Viagem em família: do céu ao inferno em um segundo

Viagem em família: do céu ao inferno em um segundo

Família: palavra que nos leva ao berço esplêndido de segurança e amor, carinho e solidez. Cogita-se até mesmo derivar do latim “fami” — fome — grupo de pessoas que passa fome junto e não se separa. Lindo. Poético. Apoteótico.

Viagem: do latim “viaticum”, jornada. Um livro pode propiciar uma viagem, assim como um filme, uma conversa ou uma simples troca de olhares. Mas viagem pode ser um porta-malas cheio de sacola, farofa, frango, gelo, refrigerante e salgadinhos, com cinco assentos e doze pessoas, rumo à praia lotada de gritaria e gente quase sempre bem-intencionada.

Em sua doçura, os filhos já estreiam a epopeia: “tá chegando? Falta quanto tempo? Tô com fome, tô com sede, tô com calor, desliga o ar, aumenta o ar” e, antes de respirarem, os irmãos já se engalfinham no banco de trás. “Parem com isso agora ou meto a chinelada”, berra a mãe do banco da frente, mas os espertinhos conhecem bem as reentrâncias que a mão pesada não alcança. Briga de irmão é um fenômeno a ser estudado: o novelo de palavrões inimagináveis se desfia num espetar de língua, mas se acaba ali naquele microcosmo. Ai daquele que chamar o irmão do outro de “bobinho”! A irmandade é uma seita que não aceita convidados.

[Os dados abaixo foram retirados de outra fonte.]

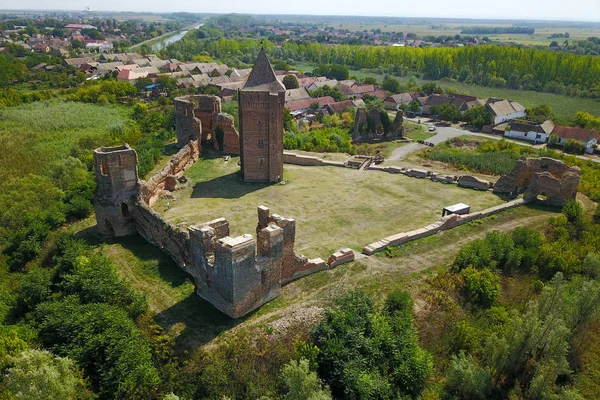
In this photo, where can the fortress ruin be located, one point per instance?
(239, 274)
(199, 117)
(235, 274)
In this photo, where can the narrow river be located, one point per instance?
(173, 39)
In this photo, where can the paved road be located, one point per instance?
(445, 133)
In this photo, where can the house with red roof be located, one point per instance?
(299, 107)
(589, 137)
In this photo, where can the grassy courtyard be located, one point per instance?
(333, 207)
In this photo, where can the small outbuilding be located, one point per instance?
(459, 209)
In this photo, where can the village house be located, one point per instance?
(301, 107)
(78, 62)
(378, 94)
(356, 90)
(589, 137)
(530, 131)
(342, 106)
(436, 100)
(319, 84)
(396, 101)
(42, 48)
(505, 110)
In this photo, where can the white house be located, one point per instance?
(530, 131)
(505, 110)
(589, 137)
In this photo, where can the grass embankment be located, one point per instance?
(333, 207)
(498, 157)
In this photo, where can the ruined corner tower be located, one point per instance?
(116, 189)
(261, 103)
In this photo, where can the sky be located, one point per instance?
(572, 10)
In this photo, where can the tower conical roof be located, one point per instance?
(263, 78)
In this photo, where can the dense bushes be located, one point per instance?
(492, 157)
(515, 67)
(528, 344)
(497, 157)
(368, 353)
(329, 140)
(103, 92)
(83, 310)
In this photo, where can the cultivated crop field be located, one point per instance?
(333, 207)
(34, 135)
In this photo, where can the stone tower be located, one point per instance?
(116, 190)
(261, 103)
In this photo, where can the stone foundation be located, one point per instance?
(197, 118)
(540, 176)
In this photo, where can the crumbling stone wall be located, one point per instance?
(167, 237)
(167, 178)
(116, 189)
(235, 274)
(207, 107)
(196, 118)
(231, 137)
(540, 176)
(187, 126)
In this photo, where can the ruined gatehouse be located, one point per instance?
(235, 274)
(544, 176)
(199, 117)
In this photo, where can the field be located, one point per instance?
(195, 322)
(333, 207)
(37, 134)
(564, 106)
(541, 36)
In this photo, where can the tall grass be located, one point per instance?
(34, 135)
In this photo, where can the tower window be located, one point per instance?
(125, 210)
(103, 170)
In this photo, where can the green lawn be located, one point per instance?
(333, 207)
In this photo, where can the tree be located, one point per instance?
(391, 84)
(446, 112)
(301, 383)
(467, 380)
(36, 374)
(220, 136)
(290, 82)
(314, 107)
(481, 286)
(361, 349)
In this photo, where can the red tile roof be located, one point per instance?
(580, 134)
(305, 103)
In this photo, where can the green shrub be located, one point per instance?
(481, 286)
(464, 338)
(325, 140)
(104, 341)
(467, 380)
(365, 353)
(574, 147)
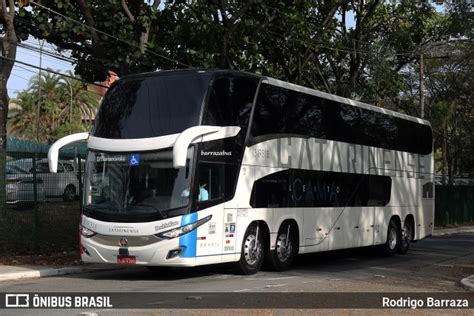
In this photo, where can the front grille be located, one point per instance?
(132, 241)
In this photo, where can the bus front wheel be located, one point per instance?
(392, 244)
(251, 257)
(406, 236)
(286, 247)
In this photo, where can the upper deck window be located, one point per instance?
(151, 106)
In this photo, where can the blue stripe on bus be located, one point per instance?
(188, 240)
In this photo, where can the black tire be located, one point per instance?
(69, 193)
(252, 253)
(392, 244)
(286, 249)
(406, 236)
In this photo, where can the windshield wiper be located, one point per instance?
(151, 206)
(98, 207)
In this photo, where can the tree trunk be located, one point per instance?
(9, 44)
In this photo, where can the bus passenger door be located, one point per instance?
(365, 226)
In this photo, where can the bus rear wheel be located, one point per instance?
(251, 257)
(286, 247)
(392, 244)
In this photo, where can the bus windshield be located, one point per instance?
(151, 106)
(126, 185)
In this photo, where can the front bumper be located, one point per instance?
(148, 250)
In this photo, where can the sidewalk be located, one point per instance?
(453, 230)
(21, 272)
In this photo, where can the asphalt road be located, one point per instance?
(435, 264)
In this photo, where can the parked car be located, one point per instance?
(64, 183)
(20, 186)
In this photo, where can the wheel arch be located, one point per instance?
(294, 224)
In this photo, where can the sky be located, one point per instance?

Mais dois quilômetros rumo à farofa e a tia, já de maiô colorido, chapéu mexicano e segurando a caixa de isopor, escolhe a adolescente mais rebelde para começar as indagações: “mas e os namoradinhos, hein?”, apenas para vislumbrar o globo ocular da sobrinha dando a volta por toda a caixa craniana. E. Os. Namoradinhos. Jamais pergunte isso a um adolescente. Jamais pergunte isso a ninguém. Obrigada. Por nada. A tia se cansa e se encosta na janela lateral, esperando a mágica que em meio segundo a faz começar a roncar e babar na roupa da sem-namoradinhos. Tem muito amor no coração e nem tanto bom senso na cabeça. Os adolescentes, entediados, voltam a se engalfinhar. “Shhhh! Não acorde sua tia”, mas em vão: engalfinhamentos e roncos permanecem.

Uma vez na o praia, a família inteira se aninha sob o mesmo guarda-sol. A mãe lambuza os meninos de protetor solar, deixando seus rostos brancos. A caixa de isopor é aberta, liberando o cheiro de frango em um raio de dez quilômetros. A filha adolescente finge não conhecer aquelas pessoas e vai dar um mergulho no mar, mas retorna em minutos para devorar a farofa em todo o esplendor de larica que só alguém aos quinze anos consegue explicar. A avó reclama de dores no quadril ,que pioram quando não estica as pernas e, assim, toma para si duas cadeiras inteiras. O refrigerante de dois litros quebra o galho no calor de quarenta graus, mas o que salva mesmo é esfregar uma pedrinha de gelo contra a pele.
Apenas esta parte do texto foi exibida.